The measurement metric dial has, ultimately, moved too far towards attribution and needs to be reset to prevention and a business-based analysis of risk once more. That business-based analysis itself needs to be more realistic, so there also has to be a move away from the kind of threat intelligence reporting which is almost exclusively dominated by data derived from the large enterprise sector and consequently of little relevance to the Small and Medium Enterprise (SME) market.

The data upon which threat intelligence and attack surface trend analysis resources are based must become more granular if it is to become more relevant across all business sectors. If we continue to go down the road of never disclosing or identifying the security components that failed or the components that were not in place when a breach happened, we will never make any progress against an elusive enemy.

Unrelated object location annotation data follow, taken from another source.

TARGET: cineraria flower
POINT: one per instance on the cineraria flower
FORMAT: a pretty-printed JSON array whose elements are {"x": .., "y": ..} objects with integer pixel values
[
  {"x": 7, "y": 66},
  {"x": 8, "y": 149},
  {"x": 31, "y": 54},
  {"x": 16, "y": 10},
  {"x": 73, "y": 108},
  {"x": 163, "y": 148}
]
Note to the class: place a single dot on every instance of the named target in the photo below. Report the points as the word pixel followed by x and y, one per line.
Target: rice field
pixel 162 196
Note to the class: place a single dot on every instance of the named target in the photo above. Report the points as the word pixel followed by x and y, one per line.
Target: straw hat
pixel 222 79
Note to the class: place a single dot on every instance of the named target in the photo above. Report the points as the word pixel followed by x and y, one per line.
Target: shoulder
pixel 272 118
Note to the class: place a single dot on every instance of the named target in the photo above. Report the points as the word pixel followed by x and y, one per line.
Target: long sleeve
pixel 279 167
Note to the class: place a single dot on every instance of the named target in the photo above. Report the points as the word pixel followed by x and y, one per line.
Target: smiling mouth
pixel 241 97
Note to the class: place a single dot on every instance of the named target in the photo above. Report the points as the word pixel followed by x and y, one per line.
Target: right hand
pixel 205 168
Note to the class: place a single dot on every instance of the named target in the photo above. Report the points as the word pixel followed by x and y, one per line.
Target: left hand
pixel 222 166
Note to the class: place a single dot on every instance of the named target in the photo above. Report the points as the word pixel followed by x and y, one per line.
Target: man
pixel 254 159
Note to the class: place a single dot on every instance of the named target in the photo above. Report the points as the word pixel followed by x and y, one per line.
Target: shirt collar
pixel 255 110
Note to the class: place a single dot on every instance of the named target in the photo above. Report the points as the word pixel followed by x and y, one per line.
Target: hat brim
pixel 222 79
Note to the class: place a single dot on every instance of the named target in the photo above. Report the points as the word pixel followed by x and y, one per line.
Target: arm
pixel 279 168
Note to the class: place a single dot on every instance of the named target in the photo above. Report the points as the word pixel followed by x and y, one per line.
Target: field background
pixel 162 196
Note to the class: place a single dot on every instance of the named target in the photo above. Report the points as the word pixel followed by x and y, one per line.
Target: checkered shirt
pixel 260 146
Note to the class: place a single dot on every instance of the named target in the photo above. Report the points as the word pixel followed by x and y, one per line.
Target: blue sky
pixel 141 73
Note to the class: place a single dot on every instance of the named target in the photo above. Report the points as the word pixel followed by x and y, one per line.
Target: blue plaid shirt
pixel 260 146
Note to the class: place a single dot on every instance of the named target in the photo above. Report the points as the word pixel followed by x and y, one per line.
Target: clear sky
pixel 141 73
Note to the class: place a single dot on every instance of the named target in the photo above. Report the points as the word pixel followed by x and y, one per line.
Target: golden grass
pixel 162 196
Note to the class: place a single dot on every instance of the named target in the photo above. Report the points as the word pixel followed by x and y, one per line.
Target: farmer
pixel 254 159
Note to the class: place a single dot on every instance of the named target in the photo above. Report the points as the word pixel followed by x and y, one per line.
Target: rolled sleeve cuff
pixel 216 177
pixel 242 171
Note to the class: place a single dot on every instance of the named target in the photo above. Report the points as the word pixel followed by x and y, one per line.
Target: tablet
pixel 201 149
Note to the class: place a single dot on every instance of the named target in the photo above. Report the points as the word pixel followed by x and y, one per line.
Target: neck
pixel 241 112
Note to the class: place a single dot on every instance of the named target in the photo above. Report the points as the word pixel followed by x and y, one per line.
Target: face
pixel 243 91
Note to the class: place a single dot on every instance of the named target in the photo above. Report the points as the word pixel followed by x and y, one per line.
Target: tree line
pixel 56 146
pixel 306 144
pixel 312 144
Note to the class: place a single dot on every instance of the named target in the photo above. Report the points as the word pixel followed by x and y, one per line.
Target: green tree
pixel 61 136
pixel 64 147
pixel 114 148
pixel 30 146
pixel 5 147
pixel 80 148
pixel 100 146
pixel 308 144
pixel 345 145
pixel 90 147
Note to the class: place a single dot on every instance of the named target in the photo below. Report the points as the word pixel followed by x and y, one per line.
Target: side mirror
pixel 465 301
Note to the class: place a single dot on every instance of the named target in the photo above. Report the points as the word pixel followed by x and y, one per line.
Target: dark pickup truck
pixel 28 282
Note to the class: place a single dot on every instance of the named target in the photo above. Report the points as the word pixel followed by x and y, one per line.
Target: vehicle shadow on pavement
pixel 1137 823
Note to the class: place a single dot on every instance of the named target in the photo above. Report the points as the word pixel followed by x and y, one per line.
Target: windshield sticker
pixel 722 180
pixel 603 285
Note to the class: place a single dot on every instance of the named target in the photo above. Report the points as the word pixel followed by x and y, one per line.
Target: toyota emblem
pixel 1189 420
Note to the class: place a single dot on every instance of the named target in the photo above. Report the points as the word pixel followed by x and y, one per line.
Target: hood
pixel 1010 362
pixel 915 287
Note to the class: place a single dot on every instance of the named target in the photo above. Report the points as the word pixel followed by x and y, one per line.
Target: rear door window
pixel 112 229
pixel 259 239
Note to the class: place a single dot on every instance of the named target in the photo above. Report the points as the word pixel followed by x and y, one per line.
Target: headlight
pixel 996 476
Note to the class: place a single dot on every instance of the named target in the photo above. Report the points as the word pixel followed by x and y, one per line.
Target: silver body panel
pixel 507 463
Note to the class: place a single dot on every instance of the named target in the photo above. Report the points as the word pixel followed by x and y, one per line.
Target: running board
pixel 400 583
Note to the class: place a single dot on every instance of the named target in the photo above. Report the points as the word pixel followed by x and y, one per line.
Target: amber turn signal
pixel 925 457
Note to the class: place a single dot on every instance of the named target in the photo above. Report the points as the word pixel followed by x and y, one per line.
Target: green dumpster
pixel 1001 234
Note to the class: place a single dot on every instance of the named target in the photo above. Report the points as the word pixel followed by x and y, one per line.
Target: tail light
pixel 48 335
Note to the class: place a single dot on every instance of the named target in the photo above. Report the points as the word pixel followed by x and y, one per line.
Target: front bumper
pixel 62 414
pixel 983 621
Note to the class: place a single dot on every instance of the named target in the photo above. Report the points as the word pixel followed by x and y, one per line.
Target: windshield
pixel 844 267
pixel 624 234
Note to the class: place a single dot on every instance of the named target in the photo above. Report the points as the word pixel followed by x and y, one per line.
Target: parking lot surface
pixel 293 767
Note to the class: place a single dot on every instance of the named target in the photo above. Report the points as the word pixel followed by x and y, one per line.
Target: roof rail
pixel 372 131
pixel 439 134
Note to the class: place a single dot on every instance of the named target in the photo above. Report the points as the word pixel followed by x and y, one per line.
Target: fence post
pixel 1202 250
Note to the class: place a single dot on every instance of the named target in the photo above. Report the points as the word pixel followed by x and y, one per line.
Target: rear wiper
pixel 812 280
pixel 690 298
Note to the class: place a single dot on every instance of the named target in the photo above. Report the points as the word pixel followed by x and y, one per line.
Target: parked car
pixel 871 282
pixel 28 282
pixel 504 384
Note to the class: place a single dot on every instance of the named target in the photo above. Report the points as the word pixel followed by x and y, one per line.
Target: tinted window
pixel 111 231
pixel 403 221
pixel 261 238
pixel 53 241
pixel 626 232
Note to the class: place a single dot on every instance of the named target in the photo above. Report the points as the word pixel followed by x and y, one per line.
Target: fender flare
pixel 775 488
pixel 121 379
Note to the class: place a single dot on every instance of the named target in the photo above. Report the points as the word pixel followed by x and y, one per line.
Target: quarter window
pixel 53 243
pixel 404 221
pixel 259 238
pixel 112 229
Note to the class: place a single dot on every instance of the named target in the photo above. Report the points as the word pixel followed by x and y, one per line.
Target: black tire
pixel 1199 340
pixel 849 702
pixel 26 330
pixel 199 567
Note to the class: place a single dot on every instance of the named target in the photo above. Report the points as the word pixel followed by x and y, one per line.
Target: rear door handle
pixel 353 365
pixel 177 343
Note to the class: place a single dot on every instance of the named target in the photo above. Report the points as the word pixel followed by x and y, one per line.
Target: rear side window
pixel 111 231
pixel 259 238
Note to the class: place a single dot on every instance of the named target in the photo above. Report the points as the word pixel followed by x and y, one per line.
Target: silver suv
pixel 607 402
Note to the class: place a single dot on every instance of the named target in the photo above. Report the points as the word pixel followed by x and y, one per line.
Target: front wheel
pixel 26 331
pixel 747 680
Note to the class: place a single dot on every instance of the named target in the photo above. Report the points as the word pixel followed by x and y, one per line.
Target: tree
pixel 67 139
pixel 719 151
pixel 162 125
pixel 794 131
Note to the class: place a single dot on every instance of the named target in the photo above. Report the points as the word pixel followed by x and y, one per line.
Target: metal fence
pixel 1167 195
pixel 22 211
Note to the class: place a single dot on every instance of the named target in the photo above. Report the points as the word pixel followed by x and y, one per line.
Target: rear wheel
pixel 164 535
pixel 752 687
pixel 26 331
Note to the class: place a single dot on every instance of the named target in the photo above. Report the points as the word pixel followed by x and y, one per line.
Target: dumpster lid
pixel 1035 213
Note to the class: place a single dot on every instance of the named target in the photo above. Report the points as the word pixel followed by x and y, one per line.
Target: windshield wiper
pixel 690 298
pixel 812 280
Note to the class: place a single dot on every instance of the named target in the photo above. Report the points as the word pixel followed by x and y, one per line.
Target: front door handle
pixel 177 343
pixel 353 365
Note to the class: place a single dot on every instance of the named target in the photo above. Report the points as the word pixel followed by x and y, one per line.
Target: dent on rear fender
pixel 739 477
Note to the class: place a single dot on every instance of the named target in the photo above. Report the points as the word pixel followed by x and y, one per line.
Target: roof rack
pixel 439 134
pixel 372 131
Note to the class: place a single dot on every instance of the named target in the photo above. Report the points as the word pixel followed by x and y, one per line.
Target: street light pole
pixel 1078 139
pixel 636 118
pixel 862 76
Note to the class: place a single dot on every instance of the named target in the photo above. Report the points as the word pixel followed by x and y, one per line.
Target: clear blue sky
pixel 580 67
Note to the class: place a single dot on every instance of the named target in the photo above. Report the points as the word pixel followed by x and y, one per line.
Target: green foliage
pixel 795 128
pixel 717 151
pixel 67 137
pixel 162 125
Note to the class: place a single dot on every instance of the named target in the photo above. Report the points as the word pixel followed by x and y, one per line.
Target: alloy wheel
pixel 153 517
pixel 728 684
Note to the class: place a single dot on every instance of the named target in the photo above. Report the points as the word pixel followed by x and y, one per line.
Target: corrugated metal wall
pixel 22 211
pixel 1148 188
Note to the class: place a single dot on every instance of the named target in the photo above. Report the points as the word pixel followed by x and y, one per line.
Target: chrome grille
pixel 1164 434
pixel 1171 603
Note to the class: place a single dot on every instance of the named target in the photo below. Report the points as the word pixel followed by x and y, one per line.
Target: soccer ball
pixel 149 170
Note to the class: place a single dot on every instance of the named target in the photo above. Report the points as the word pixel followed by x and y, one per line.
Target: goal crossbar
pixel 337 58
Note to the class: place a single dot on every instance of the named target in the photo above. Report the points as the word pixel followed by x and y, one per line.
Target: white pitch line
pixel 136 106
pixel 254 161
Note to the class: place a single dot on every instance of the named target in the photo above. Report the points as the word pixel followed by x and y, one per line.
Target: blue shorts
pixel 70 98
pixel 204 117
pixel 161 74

What it means to have the C word in the National Security agenda

Presented By: Emil Tan

This is a highly non-technical talk.

What is the meaning of “security”? What does this “essentially contested” word mean to us (information security folks) and the politicians? “Critical (Information) Infrastructure Protection”, “Information Security”, “Cyber Security” creeps its way into the National Security agenda over the last couple of years. When, how and why did that happen?

How has the “Security Committee/Community” set the tone in dealing with “National Cyber Security” threat? Do you know the politicians might not be referring to us (information security folks) in reference to “the Security Community”, but politics thinkers?

Many nations now have what is known as the National Cyber Security Strategy. What does it really mean when a document like this is established, and is it working?

My talk explores not just the “brief history” of what happened, but an in-depth analysis of how “Cyber Security” became a National Security issue. I’ll introduce the mindset gaps between politics thinkers and us (information security folks). My talk will finish off with a qualitative assessment of the National Cyber Security Strategy, not through audit metrics, but on the effectiveness of its policy communication.


Data protection, privacy and cloud computing: navigating legal compliance

Presented By: Graham McKay

Since the development of EU data protection law, technology has advanced at significant pace; indeed the world we live in today would be unrecognisable to the citizens in 1995 when our current data protection legislation was enacted.

Digital technologies such as cloud computing have fundamentally changed the ways in which consumers interact with organisations globally; indeed technological developments allow for the collection and processing of ever increasing volumes of personal data.The current data protection framework was conceived in a technologically different era to our current digital world whilst data volume has exploded.

Cloud computing profoundly transforms the manner in which Information Technology (IT) services are conceived, deployed, delivered, scaled and consumed with the potential of this disruptive technology being recognised by industry and government alike. The abundance of data relating to individuals leaves behind a hidden trail with the potential to be pieced together formulating a jigsaw of our identity capturing every online action we take, rendering the notion of privacy outmoded in such an information-rich society.
Whilst data protection legislation was enacted before the development of cloud computing, this presentation will identify the continued relevance of the data protection principles and recognise that cloud computing can be exploited within current data protection and privacy legislation.
The European Commission is currently proposing major reform of data protection legislation to “strengthen individual rights and tackle the challenges of globalisation and new technologies” by way of the Proposed General Data Protection Regulation but will this meet the needs of technological advancement thus far and beyond?